Raphael Appignanesi graduated with a First-Class Honours BA in Illustration (awarded Best Student in Narration) from Sir John Cass, Metropolitan University, London, 2013 and gained an MA in Printmaking from the Royal College of Art, 2018. He has served as studio assistant to internationally renowned artists in Rome, Naples and London.
He has curated and exhibited a printmaking show at the Mill End Art Pavilion, Wondering Eye, London, 2013 and participated in two group printmaking shows at the CGP Gallery London 2017 and 2018; at the Bankside Gallery of the Royal Society of Painter-Printmakers and was awarded Anthony Dawson RE Young Printmaker Award (second place) and is Winner of the ELP prize at The National Original Print Exhibition. He has exhibited in three of The Masters Printmaking shows at Royal Society of Painter-Printmakers and was selected as part of the Travers Smith CSR Art Programme from his RCA degree show. He has recently exhibited works in Lost in Europe: in the wake of Britain’s inner emigration, Vienna, 2018. He has been shortlisted for the Signature Art Prize and is a winner of the RE Gwen May Recent Graduate Award, 2018.
His art spans the fields of landscape, symbolism, mythology and dreams as explained in his artist statement:
“I work in the areas of symbolism, mythology and dreams.
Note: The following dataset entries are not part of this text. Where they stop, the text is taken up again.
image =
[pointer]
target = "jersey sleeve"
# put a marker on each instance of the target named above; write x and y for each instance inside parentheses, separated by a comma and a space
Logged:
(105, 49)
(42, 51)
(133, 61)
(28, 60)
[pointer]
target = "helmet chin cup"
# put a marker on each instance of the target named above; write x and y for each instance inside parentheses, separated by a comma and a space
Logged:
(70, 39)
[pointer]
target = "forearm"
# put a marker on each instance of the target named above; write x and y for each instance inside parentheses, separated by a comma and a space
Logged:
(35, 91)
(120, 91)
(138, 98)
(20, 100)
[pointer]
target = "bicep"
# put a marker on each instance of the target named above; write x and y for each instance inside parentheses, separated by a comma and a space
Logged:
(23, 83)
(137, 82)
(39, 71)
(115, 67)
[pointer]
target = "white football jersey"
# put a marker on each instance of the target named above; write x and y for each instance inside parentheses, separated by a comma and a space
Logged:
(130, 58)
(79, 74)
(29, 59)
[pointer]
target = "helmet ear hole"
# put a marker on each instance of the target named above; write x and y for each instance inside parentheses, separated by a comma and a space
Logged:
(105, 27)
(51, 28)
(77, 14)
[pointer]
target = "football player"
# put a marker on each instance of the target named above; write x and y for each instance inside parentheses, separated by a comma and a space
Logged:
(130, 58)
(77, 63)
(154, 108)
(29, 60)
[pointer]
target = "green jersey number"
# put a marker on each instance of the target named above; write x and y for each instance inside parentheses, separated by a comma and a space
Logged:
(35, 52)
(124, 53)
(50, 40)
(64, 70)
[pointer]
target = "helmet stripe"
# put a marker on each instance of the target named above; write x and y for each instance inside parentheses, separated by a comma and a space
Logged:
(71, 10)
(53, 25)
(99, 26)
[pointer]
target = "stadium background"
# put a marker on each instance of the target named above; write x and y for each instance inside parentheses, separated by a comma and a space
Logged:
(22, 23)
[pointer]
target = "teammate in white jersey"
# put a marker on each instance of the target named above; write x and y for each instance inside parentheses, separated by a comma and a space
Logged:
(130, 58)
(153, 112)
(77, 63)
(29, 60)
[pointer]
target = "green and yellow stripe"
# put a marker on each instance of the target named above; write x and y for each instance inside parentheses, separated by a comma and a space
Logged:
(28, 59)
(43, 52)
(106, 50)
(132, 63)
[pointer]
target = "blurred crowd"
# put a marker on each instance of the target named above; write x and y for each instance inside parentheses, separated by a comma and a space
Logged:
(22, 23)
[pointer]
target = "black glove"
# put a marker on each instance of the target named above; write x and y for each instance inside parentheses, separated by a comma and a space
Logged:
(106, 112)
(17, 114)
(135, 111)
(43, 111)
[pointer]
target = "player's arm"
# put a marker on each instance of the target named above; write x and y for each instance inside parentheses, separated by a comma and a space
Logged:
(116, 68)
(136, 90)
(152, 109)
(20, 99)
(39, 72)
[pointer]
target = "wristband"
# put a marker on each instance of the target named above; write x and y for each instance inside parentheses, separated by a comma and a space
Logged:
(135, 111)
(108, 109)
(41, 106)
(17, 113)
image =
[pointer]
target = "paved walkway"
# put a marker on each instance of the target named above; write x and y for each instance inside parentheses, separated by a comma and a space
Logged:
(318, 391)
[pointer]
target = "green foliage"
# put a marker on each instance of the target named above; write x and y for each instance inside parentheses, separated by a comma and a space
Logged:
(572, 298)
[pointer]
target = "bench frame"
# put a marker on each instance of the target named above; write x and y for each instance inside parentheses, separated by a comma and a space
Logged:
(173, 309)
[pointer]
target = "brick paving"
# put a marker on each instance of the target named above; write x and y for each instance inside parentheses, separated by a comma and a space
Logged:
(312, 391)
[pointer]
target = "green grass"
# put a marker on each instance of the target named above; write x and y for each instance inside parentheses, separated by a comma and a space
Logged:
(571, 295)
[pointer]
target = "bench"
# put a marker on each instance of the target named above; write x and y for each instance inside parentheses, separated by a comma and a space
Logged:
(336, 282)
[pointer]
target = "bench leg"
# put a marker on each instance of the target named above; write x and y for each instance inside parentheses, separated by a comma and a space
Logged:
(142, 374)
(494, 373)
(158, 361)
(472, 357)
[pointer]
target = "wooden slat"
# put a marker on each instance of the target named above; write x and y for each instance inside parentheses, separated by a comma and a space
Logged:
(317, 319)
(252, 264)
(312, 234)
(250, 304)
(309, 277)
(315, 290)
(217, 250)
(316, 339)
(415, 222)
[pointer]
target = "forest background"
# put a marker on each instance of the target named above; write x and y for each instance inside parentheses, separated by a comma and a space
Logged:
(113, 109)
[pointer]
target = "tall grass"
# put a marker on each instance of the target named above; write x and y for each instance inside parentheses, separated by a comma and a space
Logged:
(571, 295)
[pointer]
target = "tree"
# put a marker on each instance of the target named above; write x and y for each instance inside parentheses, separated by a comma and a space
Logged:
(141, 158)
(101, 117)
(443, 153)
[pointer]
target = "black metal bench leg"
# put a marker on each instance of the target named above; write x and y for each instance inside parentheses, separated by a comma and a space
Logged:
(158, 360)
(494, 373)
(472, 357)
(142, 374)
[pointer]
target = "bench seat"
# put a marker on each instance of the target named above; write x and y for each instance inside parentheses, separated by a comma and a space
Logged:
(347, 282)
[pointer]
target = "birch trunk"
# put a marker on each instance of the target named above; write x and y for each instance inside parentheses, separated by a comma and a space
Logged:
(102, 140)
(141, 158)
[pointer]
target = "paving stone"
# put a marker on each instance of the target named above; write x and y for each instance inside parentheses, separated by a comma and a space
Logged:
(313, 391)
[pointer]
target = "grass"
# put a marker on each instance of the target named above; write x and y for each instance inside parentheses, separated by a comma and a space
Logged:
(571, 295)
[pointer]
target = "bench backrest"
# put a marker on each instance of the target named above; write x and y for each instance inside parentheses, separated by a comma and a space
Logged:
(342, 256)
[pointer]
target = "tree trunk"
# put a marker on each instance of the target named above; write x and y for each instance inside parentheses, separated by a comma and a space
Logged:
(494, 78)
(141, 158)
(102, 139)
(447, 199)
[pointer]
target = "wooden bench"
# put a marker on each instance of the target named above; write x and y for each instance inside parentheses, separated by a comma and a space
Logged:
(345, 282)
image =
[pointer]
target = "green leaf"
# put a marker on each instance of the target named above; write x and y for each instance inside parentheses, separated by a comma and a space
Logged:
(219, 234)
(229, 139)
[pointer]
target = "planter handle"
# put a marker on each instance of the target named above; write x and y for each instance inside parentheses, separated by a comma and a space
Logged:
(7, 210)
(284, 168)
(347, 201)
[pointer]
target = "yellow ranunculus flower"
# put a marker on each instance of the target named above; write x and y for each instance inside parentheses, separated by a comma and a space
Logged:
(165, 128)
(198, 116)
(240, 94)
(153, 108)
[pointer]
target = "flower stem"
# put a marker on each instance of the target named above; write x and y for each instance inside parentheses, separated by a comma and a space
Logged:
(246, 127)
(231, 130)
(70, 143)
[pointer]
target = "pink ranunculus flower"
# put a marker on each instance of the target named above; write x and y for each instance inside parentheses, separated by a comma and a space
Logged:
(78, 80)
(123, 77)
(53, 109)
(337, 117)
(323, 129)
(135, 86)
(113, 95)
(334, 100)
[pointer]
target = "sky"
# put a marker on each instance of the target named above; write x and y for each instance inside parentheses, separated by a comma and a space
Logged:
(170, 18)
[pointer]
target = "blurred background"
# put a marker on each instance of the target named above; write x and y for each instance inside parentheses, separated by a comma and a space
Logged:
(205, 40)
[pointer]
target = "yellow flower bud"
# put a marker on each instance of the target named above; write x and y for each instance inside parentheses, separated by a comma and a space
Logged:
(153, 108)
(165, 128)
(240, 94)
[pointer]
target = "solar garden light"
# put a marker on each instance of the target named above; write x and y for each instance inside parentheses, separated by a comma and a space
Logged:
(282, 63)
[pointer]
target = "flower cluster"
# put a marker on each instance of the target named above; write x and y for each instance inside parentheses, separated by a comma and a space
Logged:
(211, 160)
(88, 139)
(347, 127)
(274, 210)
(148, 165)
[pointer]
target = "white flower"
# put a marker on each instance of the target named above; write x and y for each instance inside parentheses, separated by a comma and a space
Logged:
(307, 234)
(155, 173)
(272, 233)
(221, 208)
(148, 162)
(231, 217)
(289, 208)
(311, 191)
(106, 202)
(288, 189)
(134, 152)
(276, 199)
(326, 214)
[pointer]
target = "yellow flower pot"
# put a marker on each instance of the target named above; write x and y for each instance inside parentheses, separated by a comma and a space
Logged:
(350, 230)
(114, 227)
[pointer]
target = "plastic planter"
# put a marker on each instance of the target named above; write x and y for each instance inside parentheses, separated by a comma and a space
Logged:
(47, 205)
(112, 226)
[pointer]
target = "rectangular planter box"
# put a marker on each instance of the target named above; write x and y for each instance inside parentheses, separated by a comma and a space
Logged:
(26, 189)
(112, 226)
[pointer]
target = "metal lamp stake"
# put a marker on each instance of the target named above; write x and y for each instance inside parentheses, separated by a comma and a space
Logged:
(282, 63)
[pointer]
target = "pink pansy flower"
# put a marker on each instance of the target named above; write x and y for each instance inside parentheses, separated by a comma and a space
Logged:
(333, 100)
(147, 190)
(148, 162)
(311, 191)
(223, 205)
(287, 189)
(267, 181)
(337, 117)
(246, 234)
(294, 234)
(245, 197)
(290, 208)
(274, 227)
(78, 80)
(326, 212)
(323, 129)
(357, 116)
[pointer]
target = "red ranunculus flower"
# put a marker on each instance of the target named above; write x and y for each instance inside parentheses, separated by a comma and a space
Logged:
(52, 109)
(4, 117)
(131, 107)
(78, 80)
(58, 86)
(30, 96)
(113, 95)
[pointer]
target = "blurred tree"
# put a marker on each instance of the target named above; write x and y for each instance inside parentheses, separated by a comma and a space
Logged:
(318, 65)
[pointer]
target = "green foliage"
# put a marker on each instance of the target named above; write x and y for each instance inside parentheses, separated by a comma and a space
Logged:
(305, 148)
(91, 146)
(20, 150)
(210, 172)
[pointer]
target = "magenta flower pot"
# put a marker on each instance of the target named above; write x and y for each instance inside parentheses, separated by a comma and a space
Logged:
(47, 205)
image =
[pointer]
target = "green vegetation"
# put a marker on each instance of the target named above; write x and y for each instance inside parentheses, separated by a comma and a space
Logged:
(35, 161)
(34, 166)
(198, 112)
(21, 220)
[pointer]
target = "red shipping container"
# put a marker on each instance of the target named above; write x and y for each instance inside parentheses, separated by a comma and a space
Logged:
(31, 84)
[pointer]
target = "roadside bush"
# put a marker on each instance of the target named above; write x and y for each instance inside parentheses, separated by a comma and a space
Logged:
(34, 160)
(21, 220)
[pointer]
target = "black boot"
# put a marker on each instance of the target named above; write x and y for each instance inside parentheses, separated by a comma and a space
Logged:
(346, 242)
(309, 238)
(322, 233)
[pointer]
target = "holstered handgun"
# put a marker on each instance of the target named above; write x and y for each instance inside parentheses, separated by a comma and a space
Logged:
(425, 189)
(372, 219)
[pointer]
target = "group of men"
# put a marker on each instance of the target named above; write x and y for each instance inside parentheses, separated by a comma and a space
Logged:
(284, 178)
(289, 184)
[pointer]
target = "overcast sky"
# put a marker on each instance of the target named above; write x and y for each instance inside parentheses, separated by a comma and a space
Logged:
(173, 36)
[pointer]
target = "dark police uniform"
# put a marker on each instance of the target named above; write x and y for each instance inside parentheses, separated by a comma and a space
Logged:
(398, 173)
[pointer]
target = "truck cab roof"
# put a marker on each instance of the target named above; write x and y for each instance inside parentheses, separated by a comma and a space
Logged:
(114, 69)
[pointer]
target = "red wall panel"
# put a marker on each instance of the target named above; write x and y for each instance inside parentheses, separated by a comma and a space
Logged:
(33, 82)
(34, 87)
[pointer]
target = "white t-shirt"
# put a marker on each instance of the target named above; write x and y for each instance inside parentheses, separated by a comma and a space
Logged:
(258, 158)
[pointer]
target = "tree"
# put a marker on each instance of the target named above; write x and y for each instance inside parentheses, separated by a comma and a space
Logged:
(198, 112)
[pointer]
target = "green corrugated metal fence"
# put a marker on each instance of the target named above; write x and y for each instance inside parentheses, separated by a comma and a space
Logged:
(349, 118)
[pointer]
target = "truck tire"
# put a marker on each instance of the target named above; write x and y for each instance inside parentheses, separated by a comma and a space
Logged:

Mythology and dreams are two sides of the same coin and for me the remaining psychology in modern times relevant to the communication of unconscious realities hidden below the surface of everyday life. These unrecognized symbolic states act like a deep undercurrent of gravity influencing us collectively. Psychoanalysis understood our primitive connection to myth but which also occurs in ecology, where the interconnectedness of all things in nature is an absolute condition of the earth’s survival.
I also explore these psychological states topographically in landscapes and modern urban conditions. These conditions of crisis, uncertainty, and accelerated transformation of cityscapes find echo in my composition of space and reflect the hidden undercurrents of myth and symbolism.”